Dispatch: Linsey Corbin’s Record-Crushing Win

  • By Holly Bennett
  • Published Jul 3, 2014

On the heels of her recent victory at Ironman Austria, wherein she conquered a long list of competitive feats along with claiming the top podium spot, I caught up with pro Linsey Corbin to hear about the event that earned her major bragging rights and left her beaming from ear to ear. Congratulations on your win in Austria! Let’s tally up all the milestones you achieved with your performance:

  • The fastest Ironman time by an American female [8:42:42]
  • A new course record
  • Your second sub-nine Ironman finish [Corbin’s first was at Ironman Arizona in 2011 when she went 8:54:33]
  • PR’s across the board in all three disciplines [53:02 swim, 4:47:02 bike, 2:56:52 run]
  • A repeat race victory [Corbin also won Ironman Austria in 2012]
  • Your second Ironman win this season [Corbin also won Ironman Los Cabos]

When did you realize the extent of your achievement, and did you have the goals of the course record, a sub-nine finish and the fastest American time in mind as you were racing?

Corbin: When you are racing everything is very “in the moment,” so the reality of my performance took a bit to soak in. I don’t think it really sunk in fully until the day after the race. And I keep having these moments of: Pinch me! Was that real? I actually was a bit shocked in my post-race interviews, so I didn’t appear that over the moon.
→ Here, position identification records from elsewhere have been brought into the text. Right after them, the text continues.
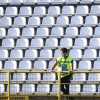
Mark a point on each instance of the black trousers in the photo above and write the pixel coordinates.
(65, 87)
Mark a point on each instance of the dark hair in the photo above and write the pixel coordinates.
(64, 50)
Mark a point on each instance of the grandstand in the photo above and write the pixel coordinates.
(31, 34)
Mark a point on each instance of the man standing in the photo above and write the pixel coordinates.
(65, 63)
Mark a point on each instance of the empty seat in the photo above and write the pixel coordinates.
(28, 88)
(19, 77)
(19, 21)
(96, 65)
(62, 20)
(90, 54)
(53, 10)
(57, 31)
(49, 77)
(71, 32)
(40, 65)
(68, 10)
(10, 65)
(89, 89)
(57, 53)
(86, 32)
(31, 54)
(28, 32)
(25, 11)
(5, 22)
(16, 54)
(66, 42)
(2, 88)
(76, 53)
(48, 21)
(3, 77)
(37, 43)
(3, 54)
(80, 43)
(34, 21)
(34, 77)
(51, 42)
(14, 88)
(88, 21)
(82, 10)
(84, 65)
(43, 88)
(2, 32)
(11, 11)
(76, 20)
(42, 32)
(46, 53)
(95, 10)
(74, 89)
(39, 11)
(97, 32)
(25, 65)
(79, 77)
(15, 2)
(8, 43)
(94, 43)
(1, 11)
(55, 89)
(13, 32)
(94, 77)
(22, 43)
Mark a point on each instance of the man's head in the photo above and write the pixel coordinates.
(65, 52)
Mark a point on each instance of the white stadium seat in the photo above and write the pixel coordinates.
(25, 11)
(22, 43)
(10, 65)
(42, 32)
(16, 54)
(3, 54)
(31, 54)
(28, 32)
(25, 65)
(89, 89)
(40, 65)
(8, 43)
(76, 20)
(19, 21)
(36, 77)
(53, 10)
(39, 11)
(74, 89)
(11, 11)
(71, 32)
(68, 10)
(19, 77)
(28, 88)
(13, 32)
(43, 88)
(84, 65)
(37, 43)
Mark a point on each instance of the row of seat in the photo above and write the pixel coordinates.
(51, 11)
(80, 43)
(33, 54)
(19, 2)
(49, 21)
(47, 65)
(45, 88)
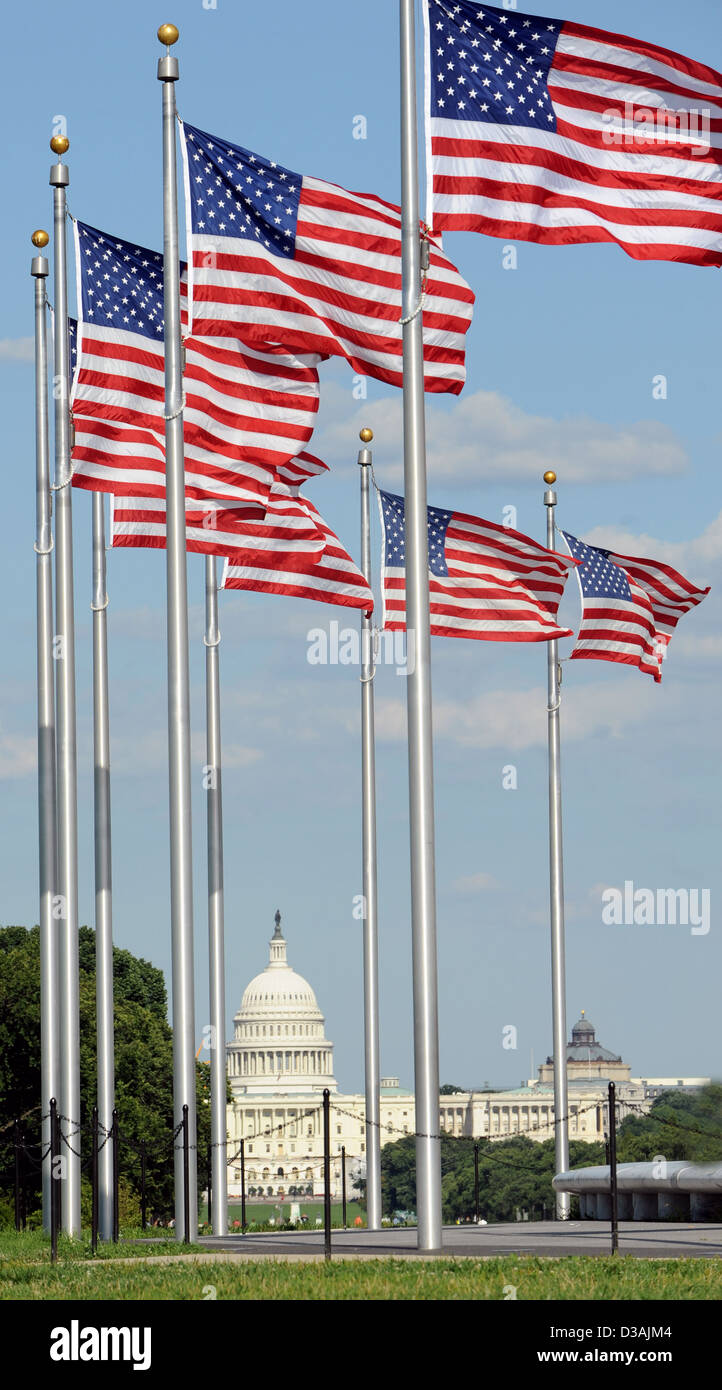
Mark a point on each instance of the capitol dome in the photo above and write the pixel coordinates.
(280, 1043)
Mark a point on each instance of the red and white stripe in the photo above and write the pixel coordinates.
(636, 634)
(502, 587)
(338, 296)
(283, 546)
(657, 199)
(246, 413)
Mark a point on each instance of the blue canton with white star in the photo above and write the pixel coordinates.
(121, 284)
(238, 193)
(600, 577)
(73, 342)
(491, 64)
(395, 548)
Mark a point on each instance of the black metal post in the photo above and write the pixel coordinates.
(143, 1209)
(15, 1146)
(54, 1179)
(116, 1176)
(612, 1168)
(93, 1182)
(327, 1171)
(187, 1180)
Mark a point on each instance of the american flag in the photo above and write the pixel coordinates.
(548, 131)
(629, 606)
(246, 412)
(283, 546)
(280, 257)
(324, 571)
(484, 580)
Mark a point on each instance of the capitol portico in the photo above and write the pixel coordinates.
(280, 1062)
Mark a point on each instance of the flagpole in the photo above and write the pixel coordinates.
(66, 737)
(103, 873)
(370, 894)
(184, 1076)
(216, 912)
(558, 972)
(419, 680)
(46, 729)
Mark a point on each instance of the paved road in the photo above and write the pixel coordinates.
(655, 1240)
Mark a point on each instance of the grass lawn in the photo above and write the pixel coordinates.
(262, 1212)
(25, 1273)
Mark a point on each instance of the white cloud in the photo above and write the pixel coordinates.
(693, 558)
(486, 435)
(518, 719)
(17, 349)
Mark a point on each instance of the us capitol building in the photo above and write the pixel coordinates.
(280, 1062)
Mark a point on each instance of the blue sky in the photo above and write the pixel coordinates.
(561, 360)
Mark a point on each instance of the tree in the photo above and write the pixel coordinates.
(514, 1175)
(679, 1126)
(143, 1064)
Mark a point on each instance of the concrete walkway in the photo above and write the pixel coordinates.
(654, 1240)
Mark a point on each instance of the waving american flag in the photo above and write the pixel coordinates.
(630, 606)
(281, 257)
(484, 580)
(550, 131)
(246, 410)
(283, 546)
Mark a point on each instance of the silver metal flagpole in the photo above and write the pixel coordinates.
(219, 1166)
(46, 729)
(370, 895)
(67, 755)
(419, 680)
(184, 1072)
(103, 875)
(558, 973)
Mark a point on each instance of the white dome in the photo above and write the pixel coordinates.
(280, 1040)
(280, 991)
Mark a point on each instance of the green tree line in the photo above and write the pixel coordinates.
(515, 1175)
(143, 1069)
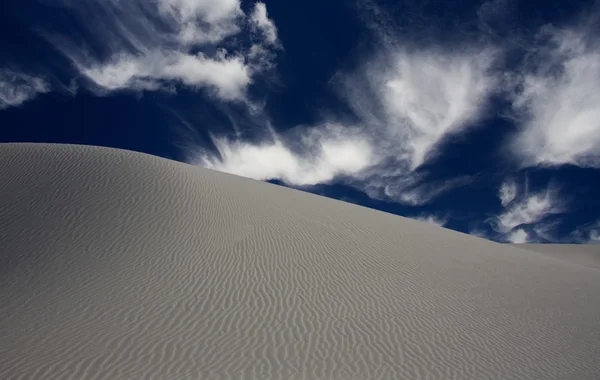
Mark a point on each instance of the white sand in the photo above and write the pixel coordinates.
(118, 265)
(582, 254)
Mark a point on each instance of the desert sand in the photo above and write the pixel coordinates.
(117, 265)
(582, 254)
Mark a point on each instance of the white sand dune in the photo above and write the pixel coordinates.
(582, 254)
(117, 265)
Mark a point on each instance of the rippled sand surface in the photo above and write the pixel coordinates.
(118, 265)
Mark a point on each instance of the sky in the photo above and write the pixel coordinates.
(478, 116)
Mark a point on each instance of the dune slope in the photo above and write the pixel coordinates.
(582, 254)
(118, 265)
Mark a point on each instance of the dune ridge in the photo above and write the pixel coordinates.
(583, 254)
(119, 265)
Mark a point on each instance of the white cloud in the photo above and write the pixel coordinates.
(518, 236)
(528, 209)
(202, 21)
(158, 44)
(261, 22)
(428, 94)
(406, 102)
(507, 192)
(17, 88)
(330, 158)
(558, 100)
(433, 219)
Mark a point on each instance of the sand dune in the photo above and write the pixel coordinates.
(117, 265)
(582, 254)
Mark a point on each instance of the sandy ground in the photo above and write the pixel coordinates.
(118, 265)
(582, 254)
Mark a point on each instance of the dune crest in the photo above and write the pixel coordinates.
(118, 265)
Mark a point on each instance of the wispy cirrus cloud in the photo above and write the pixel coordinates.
(518, 236)
(524, 211)
(17, 88)
(320, 158)
(434, 219)
(153, 45)
(557, 98)
(406, 102)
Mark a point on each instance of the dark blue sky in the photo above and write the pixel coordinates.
(430, 110)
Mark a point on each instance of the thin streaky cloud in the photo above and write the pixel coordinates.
(557, 99)
(17, 88)
(158, 45)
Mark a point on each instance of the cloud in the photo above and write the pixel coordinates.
(507, 192)
(557, 98)
(261, 23)
(527, 210)
(330, 157)
(154, 45)
(433, 219)
(228, 76)
(518, 236)
(429, 94)
(17, 88)
(202, 21)
(406, 104)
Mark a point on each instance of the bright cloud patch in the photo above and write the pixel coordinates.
(17, 88)
(407, 103)
(507, 192)
(261, 22)
(435, 220)
(524, 212)
(428, 95)
(228, 76)
(159, 44)
(559, 101)
(274, 160)
(518, 236)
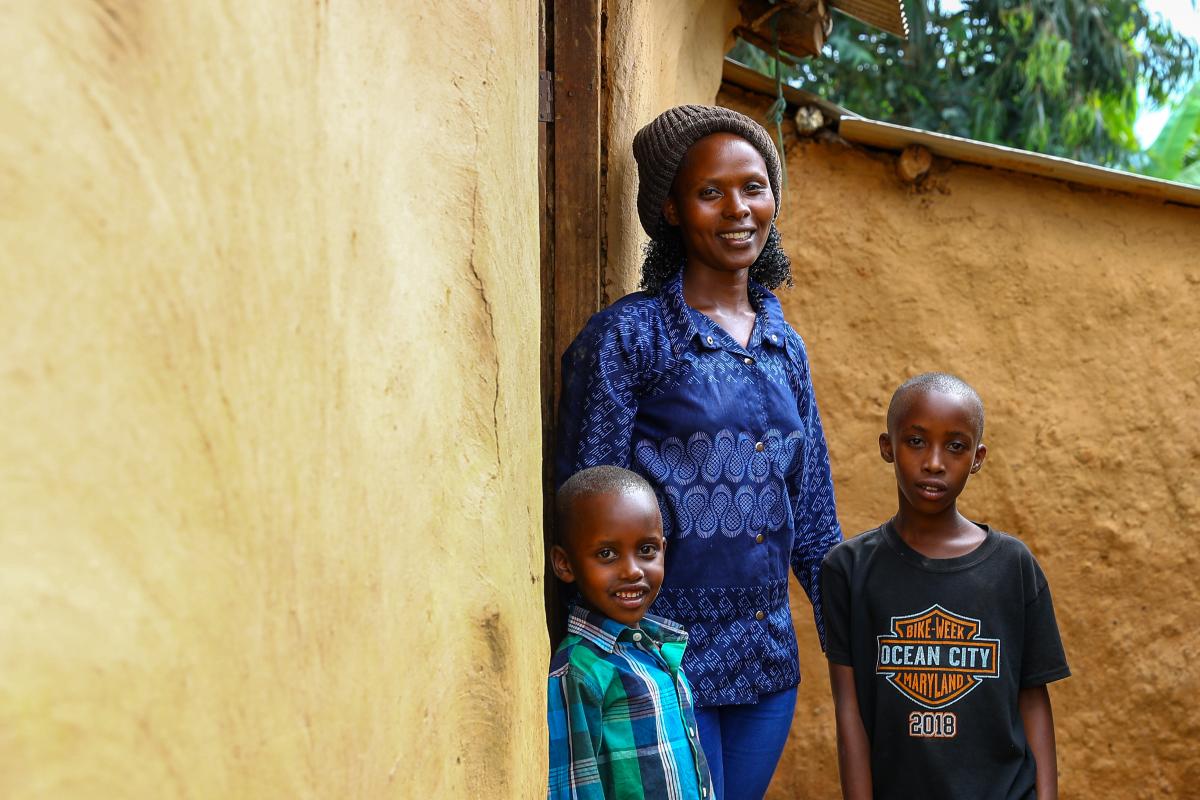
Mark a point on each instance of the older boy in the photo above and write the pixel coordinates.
(941, 632)
(621, 711)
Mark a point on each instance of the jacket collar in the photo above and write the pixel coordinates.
(605, 632)
(685, 324)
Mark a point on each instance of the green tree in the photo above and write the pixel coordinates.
(1059, 77)
(1175, 154)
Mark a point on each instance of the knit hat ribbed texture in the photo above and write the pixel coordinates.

I think I was super tired!

I knew the record was 8:43 as Mary Beth Ellis won the race and set the record in 2011. It was one of those ideas you throw around as a big dreamy goal, but leading into the race I didn’t really think it was achievable for me. However, I did want to break the nine-hour mark and I really wanted to break the three-hour marathon as I have been close on several occasions–eight times I have run 3:02-3:05.

RELATED VIDEO: Linsey Corbin’s Energy Lab Training Run Your finish was epic! Obviously anyone winning an Ironman is going to be pretty excited, but you looked off the charts ecstatic. There was the cowboy hat, a fist-pump, a massive smile, hopping and skipping around in the finish chute–you were stoked! Describe how the finish felt to you.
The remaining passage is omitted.